No relatório da NAPA é citado também o uso de um Softer Binder, que seria um ligante asfáltico mais “macio”, ou simplesmente de maior penetração, com uma média de uso de 22% no total das misturas asfálticas produzidas com RAP nos Estados Unidos. A Petrobrás fez um lançamento conjunto no final de 2023 também do ligante CAP Pro W 70/85, um cimento asfáltico de alta penetração. Este ligante é ideal para uso do RAP na produção de um novo concreto asfáltico, também com capacidade rejuvenescedora, em misturas com uso superior a 15% de RAP.
Dados da NAPA sobre o uso de algum agente rejuvenescedor nos Estados Unidos, com apenas 5% de relatos de uso em 2021, enquanto o uso de um ligante asfáltico de maior penetração (Softer Binder) foi de 22%.

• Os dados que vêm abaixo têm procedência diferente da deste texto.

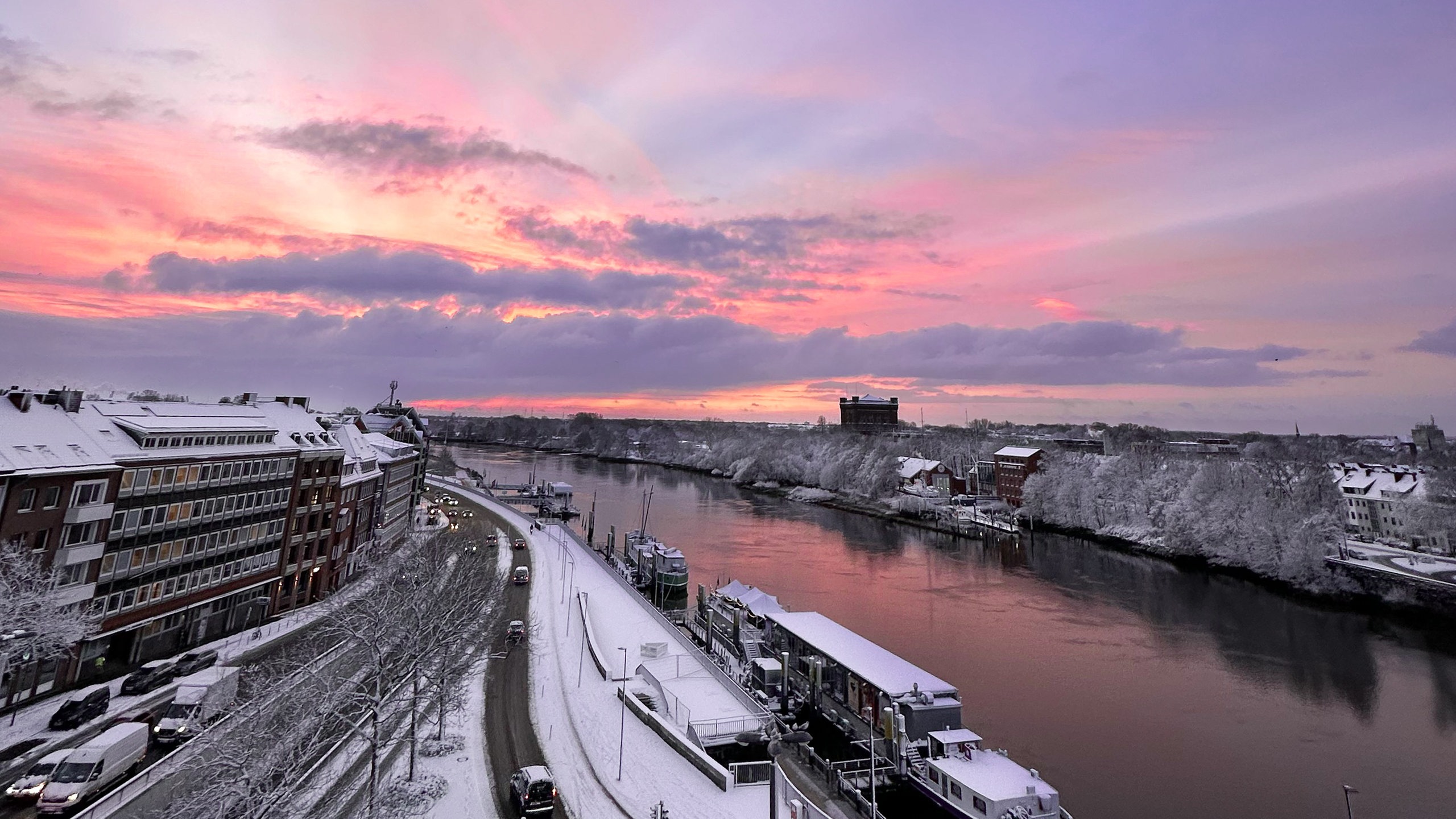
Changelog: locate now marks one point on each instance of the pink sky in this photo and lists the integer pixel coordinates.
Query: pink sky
(1194, 218)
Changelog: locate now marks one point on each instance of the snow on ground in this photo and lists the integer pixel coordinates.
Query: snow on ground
(1430, 569)
(580, 723)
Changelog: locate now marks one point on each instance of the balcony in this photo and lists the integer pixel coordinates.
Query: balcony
(88, 514)
(79, 554)
(69, 595)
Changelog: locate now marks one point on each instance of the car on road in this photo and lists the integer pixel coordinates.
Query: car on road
(32, 783)
(149, 677)
(533, 791)
(82, 707)
(194, 662)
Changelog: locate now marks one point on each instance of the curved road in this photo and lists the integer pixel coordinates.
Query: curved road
(510, 738)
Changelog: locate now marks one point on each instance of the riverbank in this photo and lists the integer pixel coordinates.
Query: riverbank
(1363, 594)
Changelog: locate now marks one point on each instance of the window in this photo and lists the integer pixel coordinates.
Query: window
(79, 534)
(89, 493)
(73, 574)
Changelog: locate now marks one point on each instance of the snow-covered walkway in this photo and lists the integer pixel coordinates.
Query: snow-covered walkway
(578, 716)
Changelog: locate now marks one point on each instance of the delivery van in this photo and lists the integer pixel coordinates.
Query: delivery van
(201, 698)
(94, 767)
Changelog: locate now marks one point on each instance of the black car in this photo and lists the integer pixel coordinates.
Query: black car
(194, 662)
(82, 707)
(533, 791)
(149, 677)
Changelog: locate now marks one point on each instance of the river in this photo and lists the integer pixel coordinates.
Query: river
(1138, 688)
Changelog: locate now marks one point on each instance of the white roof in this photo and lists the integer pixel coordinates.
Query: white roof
(912, 467)
(734, 589)
(992, 776)
(1018, 451)
(759, 602)
(47, 437)
(954, 737)
(872, 664)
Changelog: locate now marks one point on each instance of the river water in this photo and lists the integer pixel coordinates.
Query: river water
(1139, 690)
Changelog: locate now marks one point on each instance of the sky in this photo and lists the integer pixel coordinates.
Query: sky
(1218, 216)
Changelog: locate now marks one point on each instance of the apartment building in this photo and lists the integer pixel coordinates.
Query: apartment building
(1014, 464)
(57, 487)
(200, 518)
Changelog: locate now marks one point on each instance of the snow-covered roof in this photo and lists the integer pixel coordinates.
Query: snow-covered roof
(759, 602)
(912, 467)
(734, 589)
(882, 668)
(1379, 483)
(47, 437)
(388, 448)
(994, 776)
(1018, 451)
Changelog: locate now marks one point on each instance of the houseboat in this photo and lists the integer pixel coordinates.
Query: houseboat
(967, 780)
(657, 570)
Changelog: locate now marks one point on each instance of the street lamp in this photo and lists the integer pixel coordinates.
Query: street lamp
(622, 742)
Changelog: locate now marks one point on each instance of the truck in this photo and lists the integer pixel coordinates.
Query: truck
(200, 700)
(94, 767)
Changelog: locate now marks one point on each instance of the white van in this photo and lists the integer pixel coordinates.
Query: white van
(32, 783)
(200, 700)
(94, 767)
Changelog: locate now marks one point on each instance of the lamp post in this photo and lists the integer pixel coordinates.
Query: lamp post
(622, 741)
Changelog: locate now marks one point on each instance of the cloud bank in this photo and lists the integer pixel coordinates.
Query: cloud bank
(1441, 341)
(369, 276)
(586, 354)
(414, 151)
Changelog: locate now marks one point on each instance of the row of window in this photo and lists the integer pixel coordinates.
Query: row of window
(126, 561)
(187, 584)
(956, 791)
(162, 442)
(158, 518)
(168, 478)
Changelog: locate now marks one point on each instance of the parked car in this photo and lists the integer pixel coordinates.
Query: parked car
(149, 677)
(194, 662)
(533, 791)
(82, 707)
(32, 783)
(94, 767)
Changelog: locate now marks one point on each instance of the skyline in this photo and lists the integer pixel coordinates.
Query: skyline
(1209, 218)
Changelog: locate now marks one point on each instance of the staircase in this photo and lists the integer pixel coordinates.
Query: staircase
(915, 761)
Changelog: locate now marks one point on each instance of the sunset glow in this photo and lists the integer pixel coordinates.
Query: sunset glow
(1031, 212)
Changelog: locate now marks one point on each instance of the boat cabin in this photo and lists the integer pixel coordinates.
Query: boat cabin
(978, 783)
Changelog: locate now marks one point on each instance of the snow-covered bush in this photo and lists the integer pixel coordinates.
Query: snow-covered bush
(433, 747)
(404, 797)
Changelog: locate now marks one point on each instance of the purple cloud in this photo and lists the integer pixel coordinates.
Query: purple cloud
(420, 151)
(370, 276)
(1441, 341)
(578, 353)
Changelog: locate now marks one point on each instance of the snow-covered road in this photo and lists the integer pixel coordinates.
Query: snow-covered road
(578, 716)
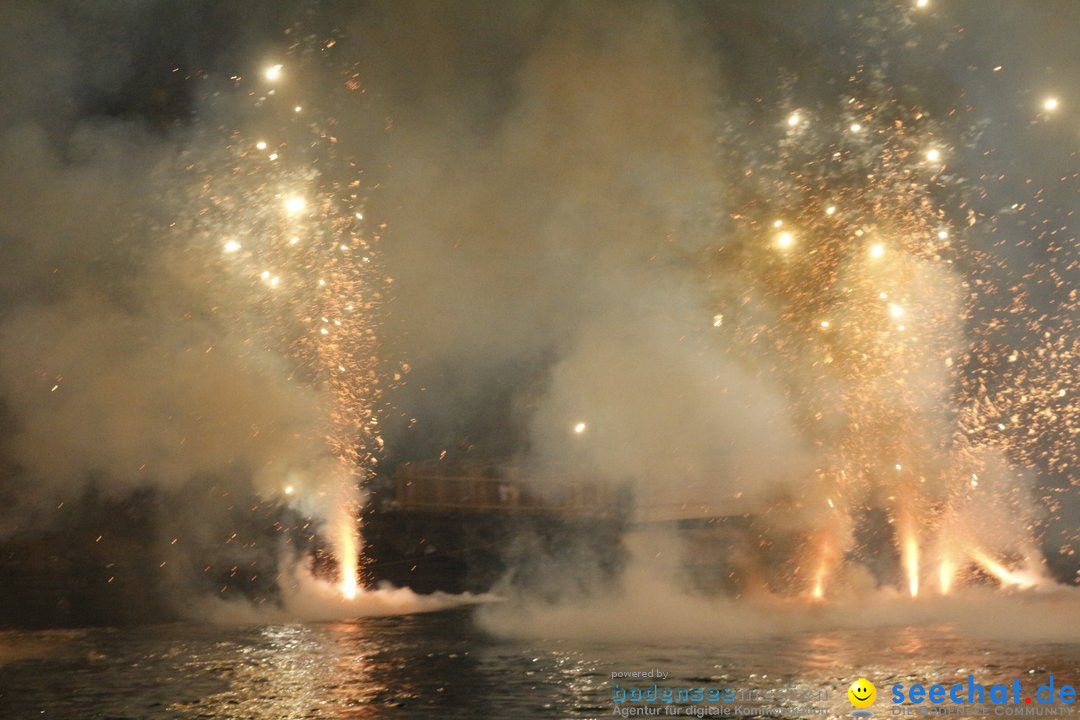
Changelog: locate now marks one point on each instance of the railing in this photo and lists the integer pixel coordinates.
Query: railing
(419, 488)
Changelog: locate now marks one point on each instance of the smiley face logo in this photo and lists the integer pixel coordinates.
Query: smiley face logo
(862, 693)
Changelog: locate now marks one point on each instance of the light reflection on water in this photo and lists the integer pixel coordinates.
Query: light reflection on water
(440, 665)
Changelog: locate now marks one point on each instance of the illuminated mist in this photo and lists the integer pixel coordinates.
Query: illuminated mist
(744, 261)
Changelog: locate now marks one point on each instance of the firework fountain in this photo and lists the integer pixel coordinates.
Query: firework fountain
(281, 219)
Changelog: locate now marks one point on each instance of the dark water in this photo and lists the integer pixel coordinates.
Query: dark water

Função dos órgãos públicos no fomento da reutilização do RAP
Ainda há processos a serem
feitos ou modificados para que seja fomentado o reuso de RAP no Brasil. Como
não há definições claras, montanhas de RAP se acumulam ao longo de rodovias
administradas por órgãos públicos federais ou estaduais, assim como em algumas
prefeituras. Boa parte destes materiais acabam sendo doados para cidades
próximas das rodovias utilizarem de forma precária, espalhando como cascalho em
vias não-pavimentadas. Há registro também de furtos de volumes de RAP em
algumas regiões.
Algumas sugestões já foram discutidas em eventos técnicos do setor de pavimentação tais como o RAPv (Reunião Anual de Pavimentação), ENACOR (Encontro Nacional de Conservação Rodoviária) e feiras como a Paving Expo Brasil. Já existem normas técnicas atualizadas, tais como a norma DNIT 033/2021 – ES “Concreto asfáltico reciclado em usina a quente”. Licitações deveriam ser montadas com o objetivo de reutilizar o RAP em percentuais até 20%, o que exige uma simples adaptação na usina de asfalto com instalação de silo de recebimento de RAP e correia transportadora de ligação ao compartimento de mistura com o CAP. Como a reutilização do RAP traz economia financeira, deve ser levado em consideração nas planilhas de custos uma leve redução nos valores financeiros que traga ganhos aos cofres públicos, mas de modo que a empresa ganhadora da licitação que tenha capacidade técnica seja capaz de produzir o concreto asfáltico com RAP também se beneficie financeiramente desta redução de custos.